I know that I might be creating a false dichotomy but I would like to think about what kind of pressure this selection process creates, what biases arises from it? How can we make it better?
Because your argument is the most conservative and pro-establishment one: it works so don't touch it and just emulate.
I was not arguing for these types of interviews. My point was that one can rationally explain apparently useless quiz questions. And yes, this is a strong selection bias to pick people that agree to play by arbitrary rules without questioning them.
How do you know that the person is even able to comprehend theory?
> Interviewing in eng is broken, but afaict its a “worst solution save all others” kind of scenario.
That's your opinion.
> Some of the most creative and productive coworkers I’ve had struggled with leetcode style interviews.
Good for you. But "slumpt_'s most creative and productive coworkers" is not a good metric for hiring.
> They’re a bad tool for anyone who isnt a new grad, and even then.
Again, that's your opinion. I'm not a pro in those interviews, but studying DS and algos opened up and pushed my mind to its limits like nothing else. Your whole thinking process changes when you start working on this, you start thinking about constraints, performance implications, pro and cons of different approaches. It is called Computer SCIENCE for a reason.

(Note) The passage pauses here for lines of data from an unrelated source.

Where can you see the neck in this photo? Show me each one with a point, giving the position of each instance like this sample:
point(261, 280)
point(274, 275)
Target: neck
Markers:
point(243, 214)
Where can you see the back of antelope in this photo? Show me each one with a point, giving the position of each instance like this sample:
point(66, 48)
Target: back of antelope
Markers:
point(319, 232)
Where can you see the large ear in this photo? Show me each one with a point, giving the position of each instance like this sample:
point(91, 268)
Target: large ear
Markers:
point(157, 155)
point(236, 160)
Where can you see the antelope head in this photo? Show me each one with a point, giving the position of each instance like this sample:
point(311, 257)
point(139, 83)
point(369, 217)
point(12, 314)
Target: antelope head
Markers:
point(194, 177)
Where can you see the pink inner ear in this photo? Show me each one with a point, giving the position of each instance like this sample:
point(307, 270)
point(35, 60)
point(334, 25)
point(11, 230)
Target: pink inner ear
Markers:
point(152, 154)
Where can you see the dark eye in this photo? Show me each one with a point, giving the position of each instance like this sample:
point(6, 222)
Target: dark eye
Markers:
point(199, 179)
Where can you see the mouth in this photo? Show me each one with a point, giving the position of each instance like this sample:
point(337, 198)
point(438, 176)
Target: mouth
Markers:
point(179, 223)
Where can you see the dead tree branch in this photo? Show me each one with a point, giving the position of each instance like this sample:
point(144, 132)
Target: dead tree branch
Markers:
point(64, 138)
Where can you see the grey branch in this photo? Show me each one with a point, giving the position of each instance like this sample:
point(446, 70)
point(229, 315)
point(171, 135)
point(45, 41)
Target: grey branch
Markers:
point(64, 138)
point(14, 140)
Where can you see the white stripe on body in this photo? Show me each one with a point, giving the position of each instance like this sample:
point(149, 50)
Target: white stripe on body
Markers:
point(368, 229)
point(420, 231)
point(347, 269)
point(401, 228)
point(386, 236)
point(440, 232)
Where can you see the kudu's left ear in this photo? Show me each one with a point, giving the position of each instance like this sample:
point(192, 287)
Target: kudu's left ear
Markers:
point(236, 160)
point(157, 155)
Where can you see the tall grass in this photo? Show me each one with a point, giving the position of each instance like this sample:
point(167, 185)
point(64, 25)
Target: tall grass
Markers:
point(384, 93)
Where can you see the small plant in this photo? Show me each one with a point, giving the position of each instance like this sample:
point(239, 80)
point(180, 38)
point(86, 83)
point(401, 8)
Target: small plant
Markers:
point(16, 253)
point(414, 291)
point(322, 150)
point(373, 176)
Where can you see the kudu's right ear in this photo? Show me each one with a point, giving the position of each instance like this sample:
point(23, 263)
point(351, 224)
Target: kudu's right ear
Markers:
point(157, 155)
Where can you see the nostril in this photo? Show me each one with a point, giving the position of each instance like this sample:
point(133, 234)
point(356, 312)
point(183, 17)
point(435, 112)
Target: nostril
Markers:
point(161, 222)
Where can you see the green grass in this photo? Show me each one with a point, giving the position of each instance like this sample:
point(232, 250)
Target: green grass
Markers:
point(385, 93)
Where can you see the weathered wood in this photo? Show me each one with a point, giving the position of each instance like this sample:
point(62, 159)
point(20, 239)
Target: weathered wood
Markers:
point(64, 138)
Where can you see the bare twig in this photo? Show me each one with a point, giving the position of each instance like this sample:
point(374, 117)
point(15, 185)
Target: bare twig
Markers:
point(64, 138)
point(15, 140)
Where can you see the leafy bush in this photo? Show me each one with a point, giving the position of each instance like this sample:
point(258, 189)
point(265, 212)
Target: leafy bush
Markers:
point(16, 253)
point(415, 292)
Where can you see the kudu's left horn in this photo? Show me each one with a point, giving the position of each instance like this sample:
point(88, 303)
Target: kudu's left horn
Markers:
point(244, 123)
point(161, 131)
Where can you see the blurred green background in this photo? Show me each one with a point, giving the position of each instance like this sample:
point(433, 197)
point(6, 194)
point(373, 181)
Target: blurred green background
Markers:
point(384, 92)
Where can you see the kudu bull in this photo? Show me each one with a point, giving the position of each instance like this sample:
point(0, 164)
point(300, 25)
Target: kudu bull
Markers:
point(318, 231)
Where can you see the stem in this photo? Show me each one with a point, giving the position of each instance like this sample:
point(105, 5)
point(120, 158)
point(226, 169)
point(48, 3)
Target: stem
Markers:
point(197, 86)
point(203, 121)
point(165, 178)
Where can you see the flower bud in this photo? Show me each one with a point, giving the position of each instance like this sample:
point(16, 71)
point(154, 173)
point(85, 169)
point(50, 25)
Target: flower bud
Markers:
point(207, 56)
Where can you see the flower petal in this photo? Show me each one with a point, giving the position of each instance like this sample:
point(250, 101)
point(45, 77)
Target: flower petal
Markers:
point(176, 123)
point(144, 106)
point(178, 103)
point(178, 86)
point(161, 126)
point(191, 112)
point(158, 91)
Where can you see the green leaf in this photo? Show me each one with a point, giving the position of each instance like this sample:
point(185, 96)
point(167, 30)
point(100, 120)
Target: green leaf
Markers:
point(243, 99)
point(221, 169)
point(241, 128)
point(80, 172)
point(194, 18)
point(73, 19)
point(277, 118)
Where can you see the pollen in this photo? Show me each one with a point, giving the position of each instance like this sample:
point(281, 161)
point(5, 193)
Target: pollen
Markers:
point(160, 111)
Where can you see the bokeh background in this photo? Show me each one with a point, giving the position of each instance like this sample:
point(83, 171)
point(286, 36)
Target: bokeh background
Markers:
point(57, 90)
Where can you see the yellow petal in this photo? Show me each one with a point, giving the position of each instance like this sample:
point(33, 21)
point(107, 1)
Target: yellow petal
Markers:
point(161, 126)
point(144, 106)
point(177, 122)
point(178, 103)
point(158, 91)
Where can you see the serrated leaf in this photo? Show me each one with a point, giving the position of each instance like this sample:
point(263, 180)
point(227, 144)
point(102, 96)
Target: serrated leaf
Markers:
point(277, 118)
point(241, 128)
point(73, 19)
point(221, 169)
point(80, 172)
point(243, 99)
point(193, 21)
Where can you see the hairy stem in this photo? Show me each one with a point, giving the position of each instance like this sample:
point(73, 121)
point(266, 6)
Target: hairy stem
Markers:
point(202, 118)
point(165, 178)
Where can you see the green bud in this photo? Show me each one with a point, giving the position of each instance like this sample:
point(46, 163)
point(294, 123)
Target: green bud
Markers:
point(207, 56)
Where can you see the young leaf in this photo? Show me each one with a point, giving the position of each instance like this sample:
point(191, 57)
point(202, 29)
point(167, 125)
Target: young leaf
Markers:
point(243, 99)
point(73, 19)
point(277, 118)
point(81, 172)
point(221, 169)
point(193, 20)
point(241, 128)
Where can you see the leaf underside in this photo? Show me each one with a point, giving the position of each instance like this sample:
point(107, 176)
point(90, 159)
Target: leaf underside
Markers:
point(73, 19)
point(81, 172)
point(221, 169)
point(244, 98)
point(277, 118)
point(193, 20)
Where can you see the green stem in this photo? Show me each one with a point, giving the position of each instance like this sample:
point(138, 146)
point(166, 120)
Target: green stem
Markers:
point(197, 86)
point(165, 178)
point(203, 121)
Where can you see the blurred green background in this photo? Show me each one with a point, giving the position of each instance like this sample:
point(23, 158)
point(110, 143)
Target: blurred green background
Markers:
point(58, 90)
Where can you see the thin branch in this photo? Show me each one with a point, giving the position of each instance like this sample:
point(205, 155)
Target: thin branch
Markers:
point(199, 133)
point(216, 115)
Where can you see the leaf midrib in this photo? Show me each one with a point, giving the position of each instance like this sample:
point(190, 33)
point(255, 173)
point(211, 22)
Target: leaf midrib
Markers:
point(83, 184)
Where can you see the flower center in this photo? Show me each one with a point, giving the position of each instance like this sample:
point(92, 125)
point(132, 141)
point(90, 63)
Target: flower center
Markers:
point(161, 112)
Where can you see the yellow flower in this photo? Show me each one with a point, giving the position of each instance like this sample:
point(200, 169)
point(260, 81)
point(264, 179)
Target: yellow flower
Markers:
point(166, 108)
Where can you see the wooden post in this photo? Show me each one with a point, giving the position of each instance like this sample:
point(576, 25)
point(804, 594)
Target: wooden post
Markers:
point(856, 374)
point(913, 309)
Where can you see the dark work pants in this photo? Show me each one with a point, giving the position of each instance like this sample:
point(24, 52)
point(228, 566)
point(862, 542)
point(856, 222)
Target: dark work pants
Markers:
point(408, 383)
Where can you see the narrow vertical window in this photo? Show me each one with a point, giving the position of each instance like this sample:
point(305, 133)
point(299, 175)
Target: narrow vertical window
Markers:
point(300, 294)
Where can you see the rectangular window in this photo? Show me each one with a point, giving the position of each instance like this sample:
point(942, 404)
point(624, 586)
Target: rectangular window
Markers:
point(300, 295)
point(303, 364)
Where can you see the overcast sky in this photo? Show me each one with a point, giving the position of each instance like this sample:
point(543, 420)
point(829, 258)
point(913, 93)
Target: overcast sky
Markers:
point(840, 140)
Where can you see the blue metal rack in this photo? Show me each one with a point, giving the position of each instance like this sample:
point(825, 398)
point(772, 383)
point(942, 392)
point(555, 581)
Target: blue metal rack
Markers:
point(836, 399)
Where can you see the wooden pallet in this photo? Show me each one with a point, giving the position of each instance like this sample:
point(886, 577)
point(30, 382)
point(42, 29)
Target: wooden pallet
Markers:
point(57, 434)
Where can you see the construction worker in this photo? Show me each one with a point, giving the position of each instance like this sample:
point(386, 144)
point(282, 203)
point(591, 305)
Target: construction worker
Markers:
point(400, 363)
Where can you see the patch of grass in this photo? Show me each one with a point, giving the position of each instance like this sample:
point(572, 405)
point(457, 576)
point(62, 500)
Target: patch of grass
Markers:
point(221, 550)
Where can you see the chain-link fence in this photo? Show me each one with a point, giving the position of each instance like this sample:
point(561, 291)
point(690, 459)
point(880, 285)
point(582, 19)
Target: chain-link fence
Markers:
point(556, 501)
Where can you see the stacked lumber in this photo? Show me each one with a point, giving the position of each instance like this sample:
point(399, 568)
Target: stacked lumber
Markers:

The person who's going to come up with new idea's isnt spending their time memorizing old ones. They learn to index where to retrieve knowledge when necessary in order to allow them to cover a wider breadth of knowledge. And this will allow themand to pick the best one for the job at hand as opposed to the tool they are an expert in. Sometimes you need a handyman instead of a master plumber because they are better able to see the big picture beyond all the shit.
My best coworkers is about as good of a metric as things that “stretched your mind to its limits.”
The point is neither is demonstrated to bear any relationship to jack shit
Interviewing is and has been broken, even with the changes we’ve made over the years.
If you’re holding onto leetcode challenges that make you think hard as representative of engineering prowess we’re never going to have a reasonable conversation.
Again, it depends what you're looking for. If the real world problem is "we need a fast optimising compiler that runs on our embedded platform" then hiring someone who is great solving problems but knows nothing of compiler theory is going to be very inefficient.